Section 8.6 addresses independent assessment and audit of algorithmic systems, but does not acknowledge that audit methodology for algorithmic systems remains underdeveloped globally. There is currently no consensus on standardized audit procedures, appropriate expertise requirements for auditors, or effective mechanisms for verifying algorithmic behavior in production environments. Key challenges include access to proprietary systems, reproducibility of findings, auditing dynamic models that change over time, and assessing emergent behaviors in complex systems. The current text may create false confidence that established audit practices exist when, in fact, organizations and auditors are operating in a methodologically immature field. This risks superficial compliance exercises rather than meaningful independent assessment.

Alteration:

Add to Section 8.6:

"NOTE: Audit methodology for algorithmic systems is still developing globally. Organizations and auditors should be aware that standardized audit procedures, auditor qualification requirements, and verification mechanisms are not yet well-established. Independent assessment should be understood as an evolving practice requiring ongoing methodological development rather than application of fully mature audit frameworks."

Section Annex A

Comment

Annex A presents the minority position from Amnesty International, Bits of Freedom, and Control Alt Delete, but does not provide explicit engagement with the fundamental tension it reveals in applying EU non-discrimination law to algorithmic decision-making.

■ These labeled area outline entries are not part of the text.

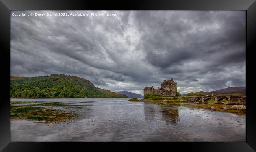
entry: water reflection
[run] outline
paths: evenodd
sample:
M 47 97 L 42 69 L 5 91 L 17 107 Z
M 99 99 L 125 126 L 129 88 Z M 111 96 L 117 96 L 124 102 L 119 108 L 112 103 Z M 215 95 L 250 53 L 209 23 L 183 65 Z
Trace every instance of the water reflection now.
M 245 116 L 228 112 L 132 102 L 127 99 L 13 100 L 16 102 L 11 103 L 15 107 L 11 111 L 12 142 L 223 142 L 245 139 Z M 36 105 L 35 101 L 42 102 Z M 24 106 L 30 108 L 23 108 Z M 76 116 L 65 119 L 70 116 L 59 113 Z M 48 121 L 49 118 L 52 121 Z
M 180 121 L 179 110 L 176 106 L 166 107 L 162 106 L 162 109 L 160 111 L 163 114 L 163 117 L 167 125 L 176 126 Z

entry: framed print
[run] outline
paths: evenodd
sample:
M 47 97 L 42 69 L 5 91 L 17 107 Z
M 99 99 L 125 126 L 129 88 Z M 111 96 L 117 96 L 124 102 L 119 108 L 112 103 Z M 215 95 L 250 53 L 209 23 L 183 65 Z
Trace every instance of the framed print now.
M 254 1 L 125 3 L 2 1 L 0 149 L 255 150 Z

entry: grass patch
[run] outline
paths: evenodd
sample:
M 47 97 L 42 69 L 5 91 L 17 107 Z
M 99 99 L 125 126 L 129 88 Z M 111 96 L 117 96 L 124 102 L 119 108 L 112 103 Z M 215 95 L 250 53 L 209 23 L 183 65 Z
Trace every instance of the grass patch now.
M 77 116 L 45 107 L 32 106 L 11 106 L 11 119 L 29 119 L 46 123 L 71 120 Z

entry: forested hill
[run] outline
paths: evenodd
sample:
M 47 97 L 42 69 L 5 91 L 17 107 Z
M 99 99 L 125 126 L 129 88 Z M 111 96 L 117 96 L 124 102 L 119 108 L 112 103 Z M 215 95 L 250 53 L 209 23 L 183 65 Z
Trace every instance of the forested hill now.
M 128 98 L 98 89 L 87 80 L 64 74 L 11 77 L 10 87 L 12 98 Z

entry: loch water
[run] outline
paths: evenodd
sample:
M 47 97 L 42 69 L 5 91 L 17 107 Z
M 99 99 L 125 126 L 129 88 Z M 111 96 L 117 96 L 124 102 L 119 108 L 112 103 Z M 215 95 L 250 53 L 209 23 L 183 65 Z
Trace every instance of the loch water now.
M 244 115 L 128 99 L 11 99 L 13 107 L 35 104 L 75 115 L 57 122 L 12 118 L 11 141 L 245 141 Z

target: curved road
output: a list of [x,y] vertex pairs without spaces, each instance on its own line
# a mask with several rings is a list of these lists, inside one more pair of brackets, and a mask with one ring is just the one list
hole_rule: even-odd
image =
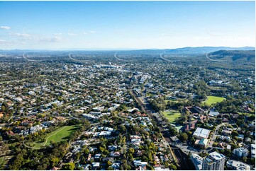
[[162,52],[161,54],[160,54],[160,58],[162,59],[162,60],[164,60],[164,61],[170,61],[170,62],[174,62],[174,61],[179,61],[179,60],[169,60],[169,59],[166,59],[166,58],[164,58],[163,57],[162,57],[162,54],[164,54],[164,53],[165,53],[165,52]]
[[71,53],[69,54],[69,57],[70,59],[72,59],[73,61],[82,61],[82,62],[93,61],[91,61],[91,60],[79,60],[79,59],[76,59],[71,57]]
[[23,54],[22,56],[23,56],[23,57],[25,59],[26,59],[26,60],[28,60],[28,61],[45,61],[45,60],[29,59],[28,59],[27,57],[25,57],[25,53],[23,53]]
[[209,59],[210,61],[227,61],[227,60],[218,60],[218,59],[211,59],[211,58],[209,58],[209,57],[208,57],[208,54],[209,53],[207,53],[206,54],[206,57],[208,59]]
[[115,57],[117,60],[118,60],[118,61],[129,61],[129,60],[121,59],[117,57],[116,57],[116,54],[117,54],[117,53],[118,53],[118,52],[116,52],[116,54],[113,55],[114,57]]

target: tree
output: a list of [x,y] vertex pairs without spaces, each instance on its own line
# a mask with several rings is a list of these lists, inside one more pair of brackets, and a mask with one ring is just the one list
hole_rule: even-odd
[[52,167],[55,167],[57,165],[57,164],[59,163],[59,161],[60,161],[59,158],[52,158],[51,162],[52,162]]
[[74,169],[74,164],[73,163],[65,163],[61,167],[61,170],[73,170]]
[[169,168],[170,168],[171,170],[177,170],[177,166],[174,165],[174,164],[171,163],[171,164],[169,165]]
[[182,142],[187,142],[188,138],[189,137],[185,132],[183,132],[179,135],[179,140]]
[[134,148],[130,148],[129,149],[129,153],[133,154],[134,153]]
[[112,163],[111,161],[108,161],[106,164],[108,165],[108,166],[112,165]]

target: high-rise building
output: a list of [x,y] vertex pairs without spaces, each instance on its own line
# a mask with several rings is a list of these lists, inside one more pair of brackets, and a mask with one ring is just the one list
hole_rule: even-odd
[[202,170],[223,170],[226,156],[216,151],[211,153],[203,160]]

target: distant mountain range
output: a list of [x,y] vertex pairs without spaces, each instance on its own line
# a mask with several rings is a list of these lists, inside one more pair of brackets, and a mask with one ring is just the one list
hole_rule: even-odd
[[182,47],[173,49],[167,49],[168,54],[206,54],[219,50],[255,50],[253,47]]
[[210,53],[213,52],[220,51],[220,50],[255,50],[255,47],[187,47],[177,49],[99,49],[99,50],[77,50],[77,49],[65,49],[65,50],[25,50],[25,49],[13,49],[13,50],[1,50],[0,53],[5,52],[70,52],[70,51],[79,51],[79,52],[95,52],[95,51],[102,51],[102,52],[127,52],[128,53],[138,53],[138,54],[158,54],[162,52],[165,52],[169,54],[203,54],[206,53]]
[[231,58],[232,61],[245,59],[247,61],[255,59],[255,50],[218,50],[208,54],[211,59],[221,59]]

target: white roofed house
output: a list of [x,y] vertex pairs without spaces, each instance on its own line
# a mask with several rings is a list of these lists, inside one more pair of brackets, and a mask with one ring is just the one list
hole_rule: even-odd
[[203,158],[200,155],[196,153],[191,153],[190,159],[196,170],[202,170]]
[[251,144],[251,158],[255,158],[255,144]]
[[233,151],[233,153],[238,157],[247,157],[248,155],[248,150],[245,148],[241,147],[235,148]]
[[206,138],[207,139],[211,131],[206,129],[198,127],[193,134],[193,136],[197,139]]
[[228,160],[227,167],[233,170],[250,170],[249,165],[234,160]]
[[223,170],[226,156],[216,151],[211,153],[203,159],[202,170]]

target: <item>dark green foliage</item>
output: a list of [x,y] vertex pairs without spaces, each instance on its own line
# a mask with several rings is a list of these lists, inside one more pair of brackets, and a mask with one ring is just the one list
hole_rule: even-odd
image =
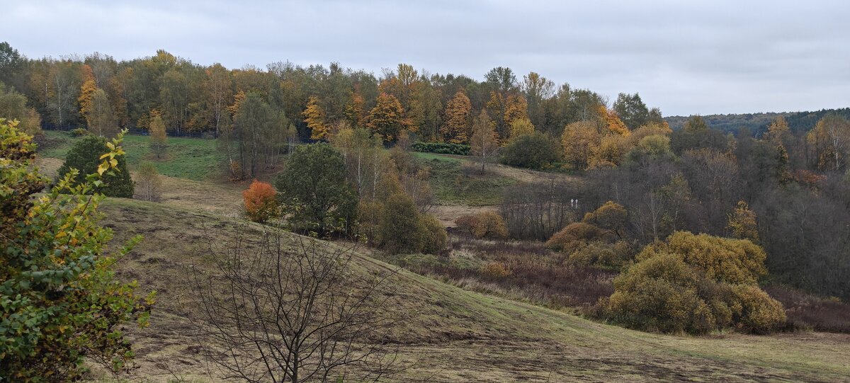
[[[58,174],[67,174],[71,169],[76,169],[79,172],[74,181],[85,182],[87,174],[97,172],[98,165],[101,161],[100,156],[110,151],[106,144],[106,138],[102,137],[82,138],[68,151],[65,163],[59,168]],[[127,159],[122,155],[116,157],[116,160],[118,161],[116,169],[104,173],[103,185],[96,191],[107,197],[133,198],[133,183],[130,172],[127,169]]]
[[711,148],[723,151],[728,146],[728,140],[722,132],[709,129],[699,115],[694,115],[685,122],[682,129],[673,131],[670,135],[670,149],[677,155],[689,149]]
[[[112,265],[140,238],[106,252],[113,234],[97,224],[97,172],[76,183],[74,171],[34,199],[47,179],[31,170],[30,139],[0,119],[0,381],[77,380],[86,359],[120,369],[133,358],[122,328],[147,324],[153,294],[137,296]],[[119,155],[120,138],[111,144],[105,152]],[[110,158],[102,170],[114,170]]]
[[356,217],[357,194],[345,176],[343,155],[331,145],[296,148],[275,181],[293,226],[320,235],[350,230]]
[[463,144],[415,142],[411,145],[413,151],[436,153],[438,155],[469,155],[470,146]]
[[614,102],[614,111],[629,130],[635,130],[649,122],[649,109],[638,93],[620,93]]
[[82,137],[88,134],[88,129],[86,129],[85,127],[77,127],[76,129],[68,132],[68,134],[71,134],[71,137]]
[[[777,117],[782,116],[788,122],[791,132],[808,132],[814,127],[818,121],[830,113],[836,113],[844,118],[850,119],[850,108],[827,109],[817,111],[803,111],[796,113],[745,113],[740,115],[703,115],[709,127],[724,132],[737,133],[749,131],[752,134],[761,136],[768,130],[768,125]],[[672,115],[664,120],[673,130],[680,129],[689,117]]]
[[561,159],[558,140],[540,132],[516,138],[502,149],[500,161],[513,166],[546,169]]
[[379,227],[382,247],[391,253],[421,251],[428,239],[428,228],[416,204],[404,193],[393,194],[387,199]]

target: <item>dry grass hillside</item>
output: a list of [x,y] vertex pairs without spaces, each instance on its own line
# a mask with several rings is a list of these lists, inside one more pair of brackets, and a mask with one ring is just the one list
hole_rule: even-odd
[[[240,222],[184,200],[109,200],[104,222],[144,235],[120,263],[124,279],[156,290],[151,327],[133,332],[133,378],[213,380],[196,353],[190,270],[211,271],[214,252]],[[252,235],[262,228],[252,226]],[[359,254],[361,270],[395,267]],[[466,291],[400,270],[388,309],[410,319],[393,329],[408,368],[398,381],[844,381],[850,335],[671,336],[624,329],[525,303]]]
[[[60,164],[51,158],[40,161],[48,174]],[[516,182],[547,176],[507,169],[496,168],[493,177]],[[119,380],[218,381],[194,336],[200,307],[191,271],[212,273],[217,252],[211,248],[226,247],[244,224],[238,217],[245,185],[163,179],[162,202],[108,199],[101,209],[103,223],[116,234],[115,246],[132,235],[144,236],[119,262],[120,277],[158,292],[151,326],[128,329],[138,368]],[[450,197],[474,192],[463,187],[449,183],[444,192]],[[496,208],[440,205],[435,212],[446,223],[454,216]],[[256,224],[248,228],[253,238],[264,230]],[[850,335],[648,334],[464,290],[373,256],[361,248],[355,269],[397,271],[388,311],[407,318],[391,331],[390,341],[406,366],[396,381],[850,381]],[[92,379],[115,381],[105,375]]]

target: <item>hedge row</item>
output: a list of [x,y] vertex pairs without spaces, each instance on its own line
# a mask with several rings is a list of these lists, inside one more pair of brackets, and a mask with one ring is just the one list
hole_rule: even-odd
[[414,151],[417,152],[458,155],[468,155],[470,149],[469,145],[465,145],[463,144],[422,142],[413,143],[413,145],[411,145],[411,148]]

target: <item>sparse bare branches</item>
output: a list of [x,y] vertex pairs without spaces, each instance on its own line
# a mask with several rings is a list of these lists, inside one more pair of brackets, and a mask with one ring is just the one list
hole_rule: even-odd
[[206,356],[225,379],[248,382],[379,381],[395,352],[382,307],[392,273],[352,262],[340,247],[280,230],[259,243],[236,235],[218,275],[196,273]]

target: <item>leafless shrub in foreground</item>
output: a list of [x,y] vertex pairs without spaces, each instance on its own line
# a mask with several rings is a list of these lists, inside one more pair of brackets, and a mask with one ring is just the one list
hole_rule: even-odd
[[380,381],[396,351],[382,306],[390,272],[352,263],[348,248],[275,229],[258,243],[242,231],[217,273],[196,271],[205,356],[222,377],[248,382]]

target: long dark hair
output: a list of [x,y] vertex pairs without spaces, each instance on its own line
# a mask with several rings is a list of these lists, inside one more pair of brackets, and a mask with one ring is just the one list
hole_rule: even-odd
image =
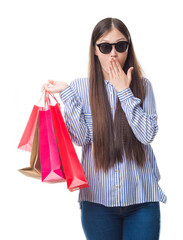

The disagreement on "objective justification" for differential treatment is not merely a difference of opinion among stakeholders, but reflects unresolved questions about whether frameworks designed for human decision-making adequately address algorithmic systems that operate at scale, with opacity, and with the potential to systematize discrimination. The minority position challenges whether technical or statistical rationales constitute legitimate objective justification when they may perpetuate or amplify structural inequalities. Without explicit engagement with this tension, the standard risks appearing to resolve by majority vote what is actually an ongoing legal and ethical debate requiring substantive analysis.

Alteration:

Add an introductory paragraph to Annex A:

"The minority position presented here reflects a fundamental and unresolved tension in applying EU non-discrimination law to algorithmic decision-making. The disagreement centers on whether 'objective justification' frameworks developed for human decision-making adequately address algorithmic systems that operate at scale, with limited transparency, and with potential to systematize discrimination. This standard does not resolve this tension, which requires ongoing legal, technical, and ethical analysis."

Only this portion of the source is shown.